I'm curious if anyone has explored integrating ByteTrack as an object tracker or has any insights into integrating custom trackers. I came across an example in the depthai-experiments repository for integrating DeepSORT, but I'm keen to learn more about integrating ByteTrack specifically. Any guidance or pointers would be greatly appreciated!

Hey @AmanMantena @jakaskerl

I have written a short code for integrating ByteTracker with DepthAI:

def from_depthai(cls, depthai_results) -> Detections:
    depthai_detections_predictions = np.array([[     
        depthai_results.xmin,     
        depthai_results.ymin,     
        depthai_results.xmax,     
        depthai_results.ymax,     
        depthai_results.confidence,     
        depthai_results.label ]])  
    return cls(     
           xyxy=depthai_detections_predictions[:, :4],     
           confidence=depthai_detections_predictions[:, 4],     
           class_id=depthai_detections_predictions[:, 5].astype(int), 
    )

Paste this code in venv/lib/python3.11/site-packages/supervision/detection/core.py in the Detections class.

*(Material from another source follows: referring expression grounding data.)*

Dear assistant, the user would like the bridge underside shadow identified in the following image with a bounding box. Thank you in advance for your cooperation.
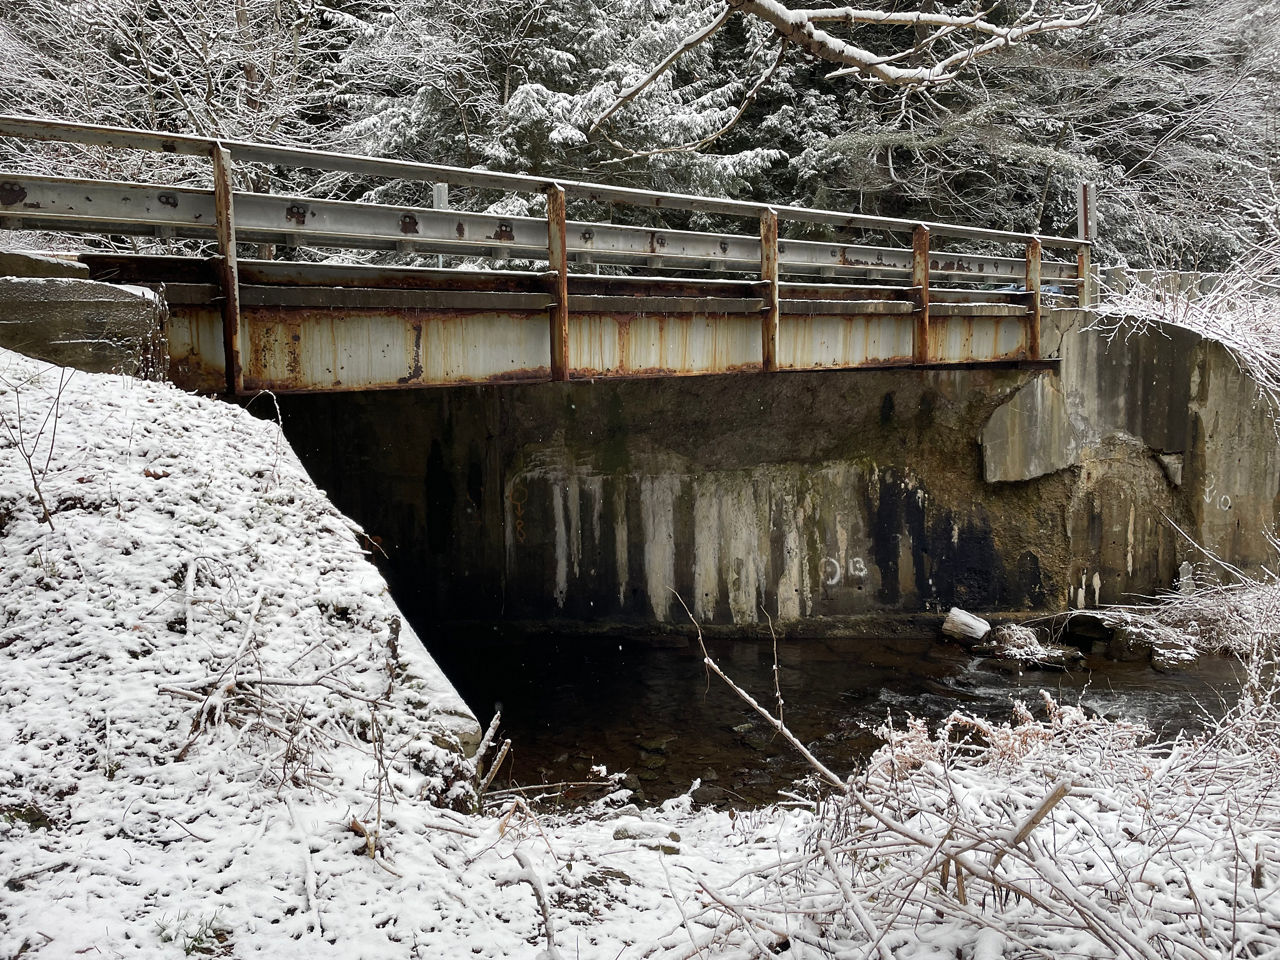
[275,366,1094,632]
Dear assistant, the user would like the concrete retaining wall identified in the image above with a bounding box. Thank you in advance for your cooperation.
[0,252,165,377]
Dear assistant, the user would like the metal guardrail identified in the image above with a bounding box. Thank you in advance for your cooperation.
[0,173,1081,283]
[0,114,1090,394]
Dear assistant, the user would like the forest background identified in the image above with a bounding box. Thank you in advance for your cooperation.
[0,0,1277,272]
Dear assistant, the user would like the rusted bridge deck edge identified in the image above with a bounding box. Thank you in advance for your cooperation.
[73,253,1060,394]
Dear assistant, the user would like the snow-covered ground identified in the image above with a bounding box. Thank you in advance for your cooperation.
[4,346,1280,959]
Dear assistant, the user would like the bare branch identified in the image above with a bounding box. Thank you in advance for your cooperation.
[589,3,732,134]
[728,0,1103,85]
[598,40,787,160]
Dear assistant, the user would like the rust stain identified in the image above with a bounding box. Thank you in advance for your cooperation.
[0,182,26,206]
[286,204,308,226]
[285,323,303,381]
[615,316,631,372]
[397,321,424,384]
[490,221,515,243]
[159,261,1052,393]
[399,213,420,234]
[480,366,552,383]
[158,193,179,208]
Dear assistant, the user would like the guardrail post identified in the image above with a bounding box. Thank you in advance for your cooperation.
[545,184,570,382]
[212,144,243,395]
[760,207,779,372]
[912,225,930,364]
[1077,181,1096,307]
[1026,237,1043,361]
[1076,245,1093,308]
[433,183,449,269]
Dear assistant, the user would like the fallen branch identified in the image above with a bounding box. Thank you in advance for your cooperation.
[513,848,563,960]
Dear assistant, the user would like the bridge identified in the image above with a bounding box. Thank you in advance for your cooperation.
[4,117,1277,636]
[0,116,1091,396]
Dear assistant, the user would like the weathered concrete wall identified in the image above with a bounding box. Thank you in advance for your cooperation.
[274,309,1279,629]
[0,252,165,376]
[982,311,1280,607]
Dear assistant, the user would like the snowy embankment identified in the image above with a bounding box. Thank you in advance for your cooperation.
[4,347,1280,959]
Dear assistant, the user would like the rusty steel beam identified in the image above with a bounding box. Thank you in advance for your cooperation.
[546,185,570,382]
[161,292,1048,393]
[212,145,242,395]
[1076,181,1096,307]
[1076,246,1093,308]
[760,208,780,373]
[1026,238,1043,360]
[912,225,930,365]
[0,114,1090,251]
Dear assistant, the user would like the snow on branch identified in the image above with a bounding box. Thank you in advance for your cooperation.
[741,0,1103,84]
[595,0,1101,133]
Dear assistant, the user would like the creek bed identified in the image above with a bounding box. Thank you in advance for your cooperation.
[428,631,1242,806]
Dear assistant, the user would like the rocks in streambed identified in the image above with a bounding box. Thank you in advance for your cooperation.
[1106,624,1153,662]
[973,623,1085,671]
[944,606,1204,674]
[944,608,1083,671]
[1150,635,1199,673]
[1069,612,1197,672]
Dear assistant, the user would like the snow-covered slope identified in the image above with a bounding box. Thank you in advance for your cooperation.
[0,349,489,954]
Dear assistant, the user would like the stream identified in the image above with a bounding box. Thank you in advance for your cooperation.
[427,631,1243,806]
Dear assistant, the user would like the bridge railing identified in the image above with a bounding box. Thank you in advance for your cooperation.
[0,115,1090,392]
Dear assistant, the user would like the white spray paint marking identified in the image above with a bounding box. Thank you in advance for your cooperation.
[552,482,568,609]
[692,486,720,622]
[1202,474,1233,511]
[640,475,678,622]
[1092,571,1102,607]
[821,557,842,586]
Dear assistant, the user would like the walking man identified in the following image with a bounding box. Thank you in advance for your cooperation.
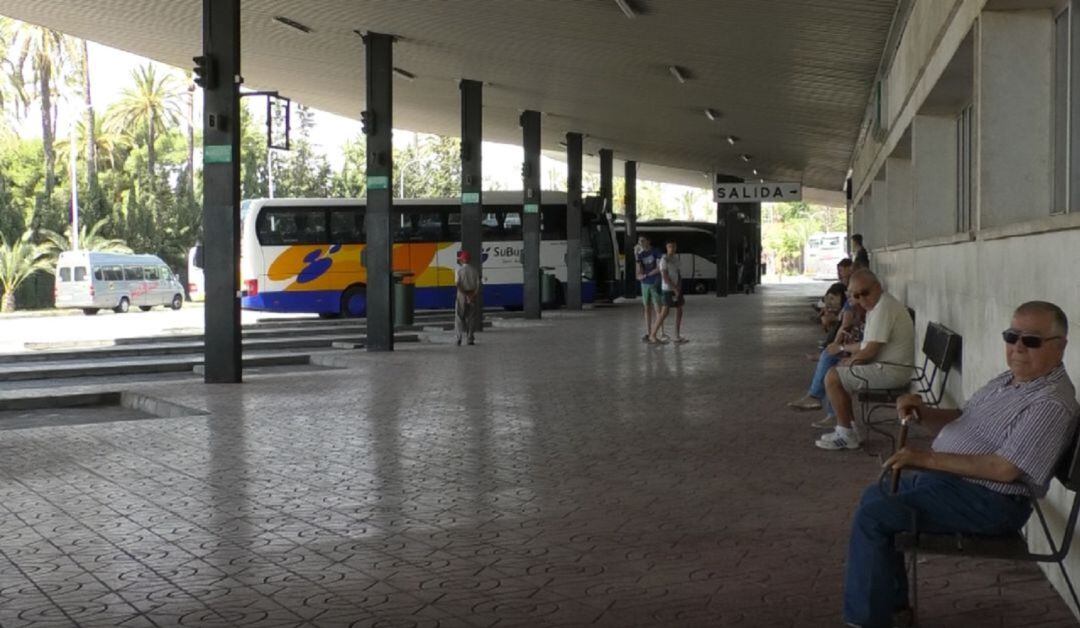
[455,250,480,346]
[636,236,664,342]
[650,240,688,344]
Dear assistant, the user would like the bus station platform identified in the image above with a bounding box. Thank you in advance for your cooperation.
[0,285,1074,627]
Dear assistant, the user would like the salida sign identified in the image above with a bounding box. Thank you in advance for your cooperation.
[713,180,802,203]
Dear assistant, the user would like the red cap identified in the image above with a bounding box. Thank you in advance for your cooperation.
[457,250,470,262]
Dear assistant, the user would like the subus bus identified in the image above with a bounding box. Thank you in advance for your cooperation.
[238,192,621,316]
[615,219,718,294]
[804,231,848,280]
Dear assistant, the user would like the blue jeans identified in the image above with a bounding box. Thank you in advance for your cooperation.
[843,471,1032,627]
[809,350,840,415]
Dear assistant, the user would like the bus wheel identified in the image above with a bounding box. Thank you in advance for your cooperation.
[171,294,183,310]
[114,298,130,314]
[341,286,366,318]
[83,308,99,316]
[693,281,708,294]
[139,306,153,312]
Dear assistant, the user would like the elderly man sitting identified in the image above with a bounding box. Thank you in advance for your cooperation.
[842,301,1079,628]
[816,270,915,450]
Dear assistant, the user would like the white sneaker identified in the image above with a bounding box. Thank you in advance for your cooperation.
[811,414,836,429]
[815,429,861,450]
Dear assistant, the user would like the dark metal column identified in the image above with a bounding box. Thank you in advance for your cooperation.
[623,160,637,297]
[201,0,242,383]
[521,110,542,319]
[565,132,583,310]
[363,32,394,351]
[749,203,762,286]
[713,174,741,298]
[460,79,483,330]
[598,148,613,213]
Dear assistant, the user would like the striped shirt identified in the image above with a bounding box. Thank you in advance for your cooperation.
[932,365,1079,497]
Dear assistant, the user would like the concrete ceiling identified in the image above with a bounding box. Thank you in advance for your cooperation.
[1,0,897,198]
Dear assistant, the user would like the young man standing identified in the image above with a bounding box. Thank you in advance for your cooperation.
[455,250,480,346]
[635,236,664,342]
[650,240,688,344]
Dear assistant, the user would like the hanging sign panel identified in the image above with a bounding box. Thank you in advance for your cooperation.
[714,181,802,203]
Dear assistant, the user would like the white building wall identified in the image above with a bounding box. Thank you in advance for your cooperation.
[850,0,1080,615]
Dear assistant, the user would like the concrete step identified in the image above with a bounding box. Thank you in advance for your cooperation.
[0,351,311,382]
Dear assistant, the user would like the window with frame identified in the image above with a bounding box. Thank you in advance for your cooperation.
[74,267,87,282]
[257,208,329,245]
[144,266,160,281]
[1053,5,1070,213]
[58,268,72,282]
[124,266,144,281]
[955,104,973,232]
[329,208,365,243]
[480,208,523,241]
[103,266,124,281]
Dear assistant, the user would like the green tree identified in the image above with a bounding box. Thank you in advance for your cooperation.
[0,229,50,312]
[40,217,132,268]
[332,137,366,197]
[11,22,77,210]
[104,64,184,186]
[394,133,460,198]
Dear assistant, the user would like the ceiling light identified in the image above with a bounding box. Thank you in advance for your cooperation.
[759,178,765,183]
[614,0,638,19]
[273,16,312,33]
[668,65,687,84]
[739,154,752,162]
[752,169,758,176]
[726,135,738,146]
[704,108,719,122]
[392,67,416,81]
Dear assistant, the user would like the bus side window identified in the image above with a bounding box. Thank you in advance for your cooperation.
[94,268,104,281]
[540,205,567,240]
[104,266,123,281]
[124,266,144,281]
[144,266,160,281]
[330,208,364,244]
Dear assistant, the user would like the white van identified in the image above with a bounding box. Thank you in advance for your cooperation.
[54,251,185,315]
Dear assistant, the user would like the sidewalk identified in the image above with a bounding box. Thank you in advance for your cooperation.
[0,285,1073,626]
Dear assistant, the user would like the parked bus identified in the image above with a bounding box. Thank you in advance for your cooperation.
[614,219,718,294]
[804,231,848,279]
[239,192,621,316]
[54,251,185,315]
[187,246,205,302]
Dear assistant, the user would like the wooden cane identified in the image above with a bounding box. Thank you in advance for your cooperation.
[891,412,915,494]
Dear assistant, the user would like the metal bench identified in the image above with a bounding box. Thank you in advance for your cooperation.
[887,424,1080,625]
[851,322,962,451]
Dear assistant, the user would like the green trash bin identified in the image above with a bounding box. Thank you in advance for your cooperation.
[393,272,415,326]
[540,267,558,307]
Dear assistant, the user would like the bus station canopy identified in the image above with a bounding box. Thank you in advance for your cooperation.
[1,0,898,199]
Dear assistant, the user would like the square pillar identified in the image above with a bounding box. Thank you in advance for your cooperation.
[363,32,394,351]
[520,110,542,319]
[623,160,637,297]
[201,0,242,383]
[565,132,583,310]
[460,79,483,329]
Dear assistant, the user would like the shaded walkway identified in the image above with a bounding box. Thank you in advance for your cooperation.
[0,285,1074,626]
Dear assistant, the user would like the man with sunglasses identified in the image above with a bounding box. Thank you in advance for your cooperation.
[816,269,915,450]
[841,301,1078,628]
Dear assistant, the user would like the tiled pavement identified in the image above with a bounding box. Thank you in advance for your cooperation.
[0,284,1076,627]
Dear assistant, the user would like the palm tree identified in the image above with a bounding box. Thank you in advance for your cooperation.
[79,39,97,193]
[183,69,195,197]
[104,64,183,186]
[55,116,129,174]
[0,18,29,132]
[0,230,51,312]
[40,218,131,268]
[12,23,76,208]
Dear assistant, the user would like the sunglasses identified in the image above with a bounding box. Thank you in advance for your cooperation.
[1002,329,1063,349]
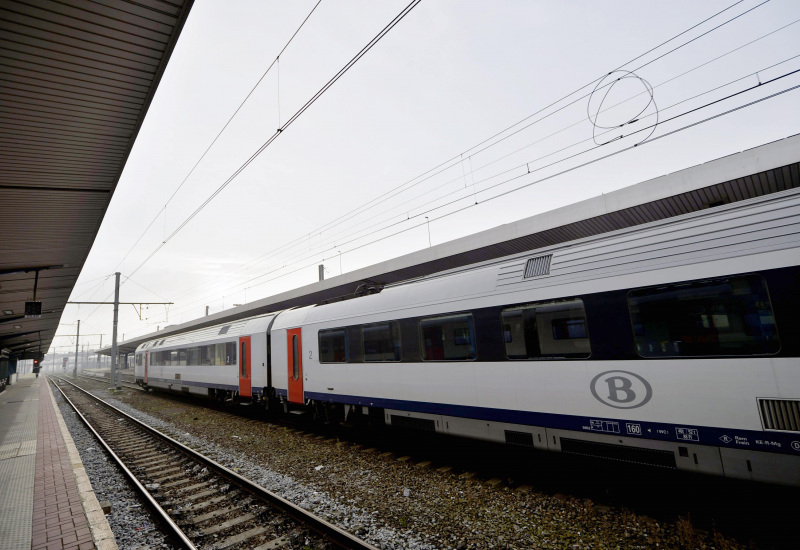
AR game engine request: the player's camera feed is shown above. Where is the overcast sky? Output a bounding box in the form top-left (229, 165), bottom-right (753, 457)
top-left (50, 0), bottom-right (800, 355)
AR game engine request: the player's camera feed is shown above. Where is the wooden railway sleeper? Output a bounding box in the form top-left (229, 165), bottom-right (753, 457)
top-left (217, 526), bottom-right (270, 550)
top-left (133, 455), bottom-right (174, 468)
top-left (172, 482), bottom-right (214, 496)
top-left (198, 512), bottom-right (256, 536)
top-left (182, 505), bottom-right (239, 525)
top-left (181, 495), bottom-right (227, 513)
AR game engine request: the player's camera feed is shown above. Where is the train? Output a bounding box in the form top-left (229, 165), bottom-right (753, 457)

Here is the sample code for using this function:

import supervision as sv

#### Initialize the tracker with the pre-trained model's weights
tracker = sv.ByteTrack()

#### After getting detections
#### Loop through detections
for detection in detections:
    #### Convert depthai detections class to yolov5 format class
    #### new method "from_depthai" added to core.py in trackers/bytetrack for conversion
    yolo_format = sv.Detections.from_depthai(detection)
    #### [Apply tracker](https://supervision.roboflow.com/trackers/)
    tracks = tracker.update_with_detections(yolo_format)
    #### Apply nms
    tracks = tracks.with_nms(threshold=0.5, class_agnostic=False)
    #### Loop through tracks to get tracker for each frame
    for track in tracks:
        xyxy = track[0]
        conf = track[2]
        class_id = track[3]
        ids = track[4]
        bbox = frameNorm(frame, xyxy)
        print(track)
a month later

Hello,

Thank you for this.

Please correct me if I'm wrong, but this does not appear to take advantage of depth information. Would this be the same bytetrack process applied to 2d images?

Thanks!